When Leonardo was a lad there was a certain set
Who snubbed him most outrageously -- in fact, they snub him yet
   He wasn't in the fashion, so he wasn't in the fold;
   Before his death he was too new, and now he grows too old.
Because his art was new to them the snobs of Florence laughed;
And now, because he isn't new, the moderns scorn his craft.
"Da Vinci? Don't be crude, my dear! Call him an artist? Pshaw!
Why that old anachronism, so they say, knew how to draw!"
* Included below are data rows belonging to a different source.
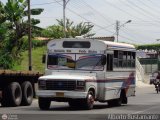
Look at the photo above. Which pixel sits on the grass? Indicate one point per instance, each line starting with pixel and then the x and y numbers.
pixel 37 64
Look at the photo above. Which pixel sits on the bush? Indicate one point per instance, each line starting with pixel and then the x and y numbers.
pixel 35 43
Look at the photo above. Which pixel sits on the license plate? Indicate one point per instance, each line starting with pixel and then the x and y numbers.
pixel 59 94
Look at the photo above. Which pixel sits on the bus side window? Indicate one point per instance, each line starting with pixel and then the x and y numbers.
pixel 109 62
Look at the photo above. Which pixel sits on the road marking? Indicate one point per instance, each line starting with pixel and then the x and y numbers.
pixel 138 112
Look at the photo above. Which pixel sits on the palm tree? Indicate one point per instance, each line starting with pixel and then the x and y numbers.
pixel 13 14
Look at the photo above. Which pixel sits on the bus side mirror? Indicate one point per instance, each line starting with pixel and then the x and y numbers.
pixel 103 59
pixel 44 58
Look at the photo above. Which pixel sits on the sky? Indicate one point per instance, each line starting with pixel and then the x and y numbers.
pixel 144 27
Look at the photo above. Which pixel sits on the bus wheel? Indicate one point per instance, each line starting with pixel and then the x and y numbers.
pixel 27 91
pixel 118 102
pixel 73 103
pixel 44 103
pixel 89 101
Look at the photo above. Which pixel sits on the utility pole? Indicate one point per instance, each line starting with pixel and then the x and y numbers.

They have wandered thro' the ages, mouthing cliches as they go.
At first nights, and private views, 'mid the people "one should know."
   But the artist goes on laughing as thro' every age he's laughed
   At snobs who patronise the "Arts," but boggle at the craft.

When Shakespeare sought draw the crowds and please the taste of town
And watched box office takings with a worn and worried frown,
   Kit Marlowe knew, Ben Jonson knew what stuff was in the lad;
   But the dilettanti voted him quite definitely bad.
The fellow simply stole his plots, they said with lofty sneers,
And served them up most vulgarly to tickle groundling's ears.
   "Will Shakespeare? That cheap showman!
   Why the man's quite gauche, my dear!
I prefer them cultivated like dear Bacon and de Vere. "
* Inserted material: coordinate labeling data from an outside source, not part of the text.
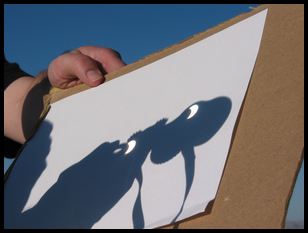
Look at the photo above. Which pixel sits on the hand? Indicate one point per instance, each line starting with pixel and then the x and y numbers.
pixel 87 64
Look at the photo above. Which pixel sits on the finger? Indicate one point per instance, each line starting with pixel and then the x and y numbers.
pixel 71 68
pixel 109 58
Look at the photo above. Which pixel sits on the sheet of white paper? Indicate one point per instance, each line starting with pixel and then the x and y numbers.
pixel 177 114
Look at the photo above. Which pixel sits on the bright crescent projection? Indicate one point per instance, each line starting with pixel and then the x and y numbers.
pixel 193 110
pixel 131 146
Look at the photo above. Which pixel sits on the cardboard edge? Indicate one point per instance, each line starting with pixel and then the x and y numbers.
pixel 57 94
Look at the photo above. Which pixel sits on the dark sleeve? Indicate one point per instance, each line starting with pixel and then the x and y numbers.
pixel 12 72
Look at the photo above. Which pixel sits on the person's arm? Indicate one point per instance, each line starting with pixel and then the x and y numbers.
pixel 87 65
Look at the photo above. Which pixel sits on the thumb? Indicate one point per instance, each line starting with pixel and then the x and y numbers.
pixel 74 68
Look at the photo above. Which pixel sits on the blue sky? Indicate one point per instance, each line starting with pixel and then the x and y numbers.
pixel 36 34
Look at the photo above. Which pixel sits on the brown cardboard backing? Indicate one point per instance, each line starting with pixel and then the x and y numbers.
pixel 267 145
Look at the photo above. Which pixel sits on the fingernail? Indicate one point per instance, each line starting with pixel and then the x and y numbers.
pixel 94 75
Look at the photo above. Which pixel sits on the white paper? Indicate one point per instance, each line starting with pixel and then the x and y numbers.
pixel 180 111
So reputations surge and sink as lifts and ebbs the tide,
Now wallowing within the trough, now on the crest they ride.
   But the snobs are ever with us, snobs of art, of place, of pelf.
   And reading this, I rather think I might be one myself.

First published in The Herald, 14 May 1938;
and later in 
The Queenslander, 25 May, 1938; and
Random Verse edited by Margaret Herron, 1952.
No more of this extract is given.